On the global front, German confidence, as tracked by the Ifo and ZEW surveys, is defying pervasive economic gloom throughout the Eurozone. Record low unemployment has resulted in a resilient consumer. Furthermore, the Eurozone Composite PMI showed an unexpected expansion in January. While activity continues to contract, improved metrics point to a mild recession in the region. In Asia, central banks have increasingly focused on growth over inflation. Loosening monetary policy, state the bulls, will lead to a soft-landing throughout the bloc. Indeed, an upside breakout in copper prices certainly confirms this view.
Markets have been pricing in this good news since October, which leads to the first bearish point. Investor sentiment has reached euphoric levels among retail investors. While excessive bullishness may persist for sometime, I see it as a sign of complacency, confirmed by a sub-20 VIX reading. Investors will encounter increased turbulence in the weeks ahead, resulting in limited gains at best.
For starters, the prospect of a hard Greek default has become increasingly accepted as a relatively innocuous event, incapable of sparking contagion throughout the Eurozone. However, many are ignoring the ongoing contagion engulfing Portugal. Sovereign bond yields there have been hitting record highs all week, as mutterings of a needed bailout grow. The next scare is likely to come from the Iberian Peninsula.
Furthermore, as I stated in my macro outlook, we are currently in a lull in regards to Eurozone protests. The next wave is set to begin in the coming weeks. Indeed, Monti’s government is undergoing its stiffest test yet, as truckers have begun blockades throughout Italy. Moreover, unions are planning a pan-European protest, slated to take place on the eve of the “fiscal compact” summit.

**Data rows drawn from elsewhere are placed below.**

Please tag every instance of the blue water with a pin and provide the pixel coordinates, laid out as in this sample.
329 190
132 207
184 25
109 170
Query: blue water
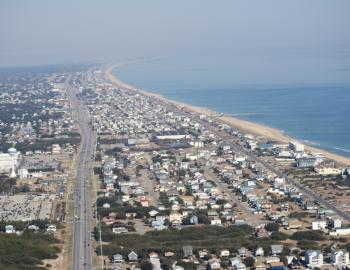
315 109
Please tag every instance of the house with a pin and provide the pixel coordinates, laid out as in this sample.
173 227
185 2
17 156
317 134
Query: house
242 252
215 221
175 216
276 249
214 264
118 258
119 230
314 258
132 257
259 252
153 213
194 220
335 223
224 253
319 225
51 228
187 251
203 253
10 229
276 266
259 266
340 257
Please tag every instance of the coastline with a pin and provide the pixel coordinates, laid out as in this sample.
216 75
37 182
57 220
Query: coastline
242 125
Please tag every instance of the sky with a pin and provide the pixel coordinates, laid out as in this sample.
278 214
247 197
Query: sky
41 32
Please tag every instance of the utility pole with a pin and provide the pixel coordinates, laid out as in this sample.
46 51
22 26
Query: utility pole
101 250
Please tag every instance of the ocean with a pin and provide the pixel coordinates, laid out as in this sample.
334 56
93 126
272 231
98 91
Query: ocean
309 101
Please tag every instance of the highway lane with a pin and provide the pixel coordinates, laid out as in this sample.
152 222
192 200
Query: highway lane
81 246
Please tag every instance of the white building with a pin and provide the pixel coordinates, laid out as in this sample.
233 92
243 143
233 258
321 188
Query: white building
6 163
10 229
296 147
314 258
319 225
340 257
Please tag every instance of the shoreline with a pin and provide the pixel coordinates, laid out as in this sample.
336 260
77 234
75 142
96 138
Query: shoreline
242 125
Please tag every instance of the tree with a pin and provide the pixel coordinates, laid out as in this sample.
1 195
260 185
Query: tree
146 265
249 261
272 227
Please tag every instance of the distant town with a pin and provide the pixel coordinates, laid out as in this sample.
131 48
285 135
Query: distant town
99 176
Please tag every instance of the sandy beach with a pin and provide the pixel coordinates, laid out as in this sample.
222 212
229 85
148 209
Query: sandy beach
242 125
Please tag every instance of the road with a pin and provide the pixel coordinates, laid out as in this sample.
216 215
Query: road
81 246
244 208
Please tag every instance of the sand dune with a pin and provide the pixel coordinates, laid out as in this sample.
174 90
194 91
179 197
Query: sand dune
242 125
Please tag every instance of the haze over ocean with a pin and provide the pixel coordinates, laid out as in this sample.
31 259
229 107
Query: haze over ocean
305 95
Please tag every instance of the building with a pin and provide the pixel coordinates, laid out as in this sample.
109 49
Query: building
340 257
6 162
319 225
306 162
56 149
172 135
10 229
314 258
297 147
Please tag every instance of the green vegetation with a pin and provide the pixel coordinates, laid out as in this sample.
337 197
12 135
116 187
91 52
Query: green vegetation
308 235
279 236
212 238
272 227
26 251
6 184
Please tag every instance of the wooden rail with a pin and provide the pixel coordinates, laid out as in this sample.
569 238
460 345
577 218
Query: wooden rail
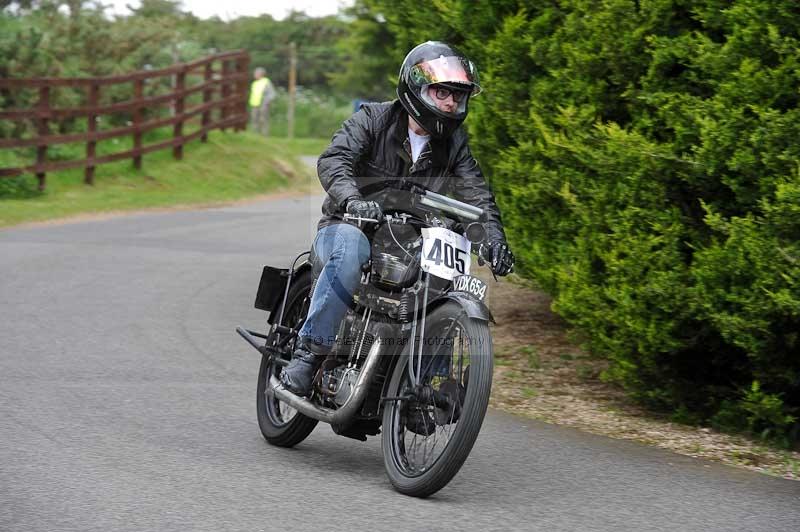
223 75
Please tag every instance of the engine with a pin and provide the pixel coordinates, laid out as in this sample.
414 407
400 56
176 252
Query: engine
395 256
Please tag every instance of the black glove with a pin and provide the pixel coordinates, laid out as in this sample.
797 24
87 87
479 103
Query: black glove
364 208
500 258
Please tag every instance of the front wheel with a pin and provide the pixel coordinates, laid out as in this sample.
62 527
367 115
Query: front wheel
427 439
281 424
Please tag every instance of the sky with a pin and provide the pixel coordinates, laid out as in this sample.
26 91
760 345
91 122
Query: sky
230 9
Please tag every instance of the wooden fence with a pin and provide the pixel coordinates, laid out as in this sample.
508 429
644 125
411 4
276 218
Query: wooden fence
223 84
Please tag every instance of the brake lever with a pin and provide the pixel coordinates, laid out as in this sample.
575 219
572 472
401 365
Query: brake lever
359 219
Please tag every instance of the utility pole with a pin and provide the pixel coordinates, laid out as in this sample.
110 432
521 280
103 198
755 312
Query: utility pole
292 79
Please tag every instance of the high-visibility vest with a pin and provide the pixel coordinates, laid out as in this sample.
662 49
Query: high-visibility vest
257 91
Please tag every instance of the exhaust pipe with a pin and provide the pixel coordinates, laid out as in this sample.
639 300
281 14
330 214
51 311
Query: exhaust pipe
343 414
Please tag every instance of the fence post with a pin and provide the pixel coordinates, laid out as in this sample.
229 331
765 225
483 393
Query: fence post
242 68
91 144
226 90
138 91
43 108
207 93
177 131
292 83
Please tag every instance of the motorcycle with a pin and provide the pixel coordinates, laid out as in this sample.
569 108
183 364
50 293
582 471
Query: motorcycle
413 356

In France, the stage is quietly being set for a wave of uncertainty regarding Eurozone economic policy. President Sarkozy is realizing that he may actually be eliminated in the first round of the presidential elections on April 22nd. Mr. Hollande, who currently has a substantial lead in the polls, has said that he would push Germany to approve Eurobonds as well as increased ECB involvement. I believe that such a wide disparity of policy prescriptions between the two strongest nations in Europe will not sit well with investors.
Finally, news out of China has been lacking. While we’ve seen some stabilization in PMI surveys, I believe that the current headwinds, a Eurozone slowdown and a weakening property sector, will strengthen in the months ahead. Whether loosening monetary policy results in a soft-landing is still subject to debate; however, I would err on the side of caution.
Against this macro backdrop, I remain cautiously bearish and am looking to increase my short positions in the coming week if we break support levels. Leading technical indicators are showing weakness. While they may only signal a breather from what has been a torrid rally, upcoming macro events are likely to negatively surprise investors and induce a wave of bearish sentiment. Volatility seems pretty cheap at these levels considering what’s to come in my view.